The output member 63 of the squib 87 is
Ignition agent 53 arranged in the center of the second gas generation container 46
Is abutted against. On the other hand, the input member 61 of the squib 87
Are connected to the combustion chamber 85 of the first gas generation container 83. In the figure, reference numeral 89 indicates a signal input unit for inputting a signal from the acceleration detection sensor. One end of a harness 91 is connected to the signal input unit 89, and the other end of the harness 91 is connected to the first gas. Igniter 23 of the generating container 83
It is connected to the.

In the air bag device configured as described above, when electricity from the harness 91 is applied to the igniter 23 of the first gas generating container 83, the ignition powder 17 burns,
By this combustion, the gas generating agent 13 in the first gas generating container 83 first burns, and the combustion gas of this gas generating agent 13 flows into the airbag storage container 41 from the gas outlet 93.

On the other hand, when the gas generating agent 13 in the first gas generating container 83 burns, this combustion is transmitted through the input member 61, the squib 65 and the output member 63 of the squib 87, and the second The igniting agent 53 in the gas generating container 46 is burned, so that after the gas generating agent 13 in the first gas generating container 83 is burned, a predetermined time elapses, and then the gas generating agent in the second gas generating container 46. 13 are burned.

The airbag device constructed as described above can also obtain substantially the same effect as that of the embodiment shown in FIG.

[0026]

As described above, in the airbag device of the present invention, the first and second gas generating agents are respectively stored on the back side of the airbag storage container which stores the airbag in a folded state. The gas generating containers are arranged in parallel, and a delay mechanism is provided for making the ignition timing of the gas generating agent in the second gas generating container later than the ignition timing of the gas generating agent in the first gas generating container. Therefore, first, the gas generating agent in the first gas generating container burns, and after a predetermined time elapses, the gas generating agent in the second gas generating container burns. And the impact on the occupant can be significantly reduced compared to the conventional case.

[Brief description of drawings]

FIG. 1 is a vertical sectional view showing an embodiment of an airbag device of the present invention.

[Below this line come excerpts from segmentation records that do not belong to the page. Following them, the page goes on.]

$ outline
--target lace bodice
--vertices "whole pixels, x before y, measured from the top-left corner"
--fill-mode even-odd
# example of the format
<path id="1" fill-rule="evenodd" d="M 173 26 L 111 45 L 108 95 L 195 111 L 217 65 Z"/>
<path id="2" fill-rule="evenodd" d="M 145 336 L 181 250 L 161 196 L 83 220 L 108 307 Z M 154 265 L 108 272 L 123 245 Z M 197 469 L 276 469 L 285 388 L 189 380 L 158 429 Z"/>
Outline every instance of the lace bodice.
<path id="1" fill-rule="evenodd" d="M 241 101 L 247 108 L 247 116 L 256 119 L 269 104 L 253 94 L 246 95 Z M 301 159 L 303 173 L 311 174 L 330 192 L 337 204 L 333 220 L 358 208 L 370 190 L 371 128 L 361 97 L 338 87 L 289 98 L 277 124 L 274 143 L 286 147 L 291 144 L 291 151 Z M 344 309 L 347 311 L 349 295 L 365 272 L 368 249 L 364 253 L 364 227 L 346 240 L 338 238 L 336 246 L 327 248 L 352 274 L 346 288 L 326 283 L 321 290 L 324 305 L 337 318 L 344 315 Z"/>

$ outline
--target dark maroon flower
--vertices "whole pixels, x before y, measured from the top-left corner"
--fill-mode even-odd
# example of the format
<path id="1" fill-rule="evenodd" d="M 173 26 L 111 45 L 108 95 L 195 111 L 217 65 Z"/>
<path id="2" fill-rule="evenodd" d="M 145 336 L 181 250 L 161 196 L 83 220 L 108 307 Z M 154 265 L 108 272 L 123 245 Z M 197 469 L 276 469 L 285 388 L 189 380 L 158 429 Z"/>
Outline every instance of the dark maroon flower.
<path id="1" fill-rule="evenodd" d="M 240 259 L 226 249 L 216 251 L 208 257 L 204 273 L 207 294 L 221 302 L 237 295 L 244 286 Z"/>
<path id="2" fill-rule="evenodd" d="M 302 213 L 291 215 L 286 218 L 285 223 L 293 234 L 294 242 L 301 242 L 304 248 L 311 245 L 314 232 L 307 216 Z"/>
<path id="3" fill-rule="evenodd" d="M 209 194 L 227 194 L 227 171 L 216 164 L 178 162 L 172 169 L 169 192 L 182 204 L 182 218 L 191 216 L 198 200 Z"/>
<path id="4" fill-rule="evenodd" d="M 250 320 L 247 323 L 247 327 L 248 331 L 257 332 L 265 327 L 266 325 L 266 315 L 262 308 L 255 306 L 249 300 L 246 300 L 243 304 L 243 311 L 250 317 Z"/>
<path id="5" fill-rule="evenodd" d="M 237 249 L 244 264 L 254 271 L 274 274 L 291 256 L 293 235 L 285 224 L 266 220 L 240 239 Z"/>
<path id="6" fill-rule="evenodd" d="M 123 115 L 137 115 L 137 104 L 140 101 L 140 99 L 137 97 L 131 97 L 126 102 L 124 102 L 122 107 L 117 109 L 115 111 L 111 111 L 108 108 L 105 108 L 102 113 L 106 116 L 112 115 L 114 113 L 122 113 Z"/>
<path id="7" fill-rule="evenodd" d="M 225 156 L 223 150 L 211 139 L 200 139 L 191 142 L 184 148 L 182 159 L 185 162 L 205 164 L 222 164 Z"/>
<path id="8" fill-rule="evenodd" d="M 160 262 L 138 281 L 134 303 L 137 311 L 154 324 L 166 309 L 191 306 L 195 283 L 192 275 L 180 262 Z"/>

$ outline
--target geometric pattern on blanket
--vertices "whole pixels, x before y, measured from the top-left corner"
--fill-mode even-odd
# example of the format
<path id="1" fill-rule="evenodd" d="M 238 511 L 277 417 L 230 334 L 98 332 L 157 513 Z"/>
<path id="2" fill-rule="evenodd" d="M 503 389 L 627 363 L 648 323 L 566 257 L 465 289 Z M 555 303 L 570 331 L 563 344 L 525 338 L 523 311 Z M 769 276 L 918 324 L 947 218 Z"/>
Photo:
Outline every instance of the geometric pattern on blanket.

FIG. 2 is a vertical sectional view showing another embodiment of the airbag device of the present invention.

FIG. 3 is a vertical cross-sectional view showing a conventional air bag deployment gas generator.

[Explanation of symbols]

 41 Airbag Storage Container 43 Airbag 45 First Gas Generation Container 46 Second Gas Generation Container 55 Delay Mechanism

 ─────────────────────────────────────────────────── --- Continuation of the front page (72) Inventor Kazuhiro Seki, 1-4-1, Chuo, Wako-shi, Saitama, Honda R & D Co., Ltd. (72) Kenichi Fukuda, 1-4-1, Chuo, Wako, Saitama No. Stock Company Honda Technical Research Institute

Claims (1)

[Claims] 1. A first and a second gas generating container, in which a gas generating agent is stored, are arranged in parallel on the back side of an airbag storing container that stores an airbag in a folded state, and the second An airbag device comprising a delay mechanism for delaying the ignition timing of the gas generating agent in the gas generating container to be later than the ignition timing of the gas generating agent in the first gas generating container.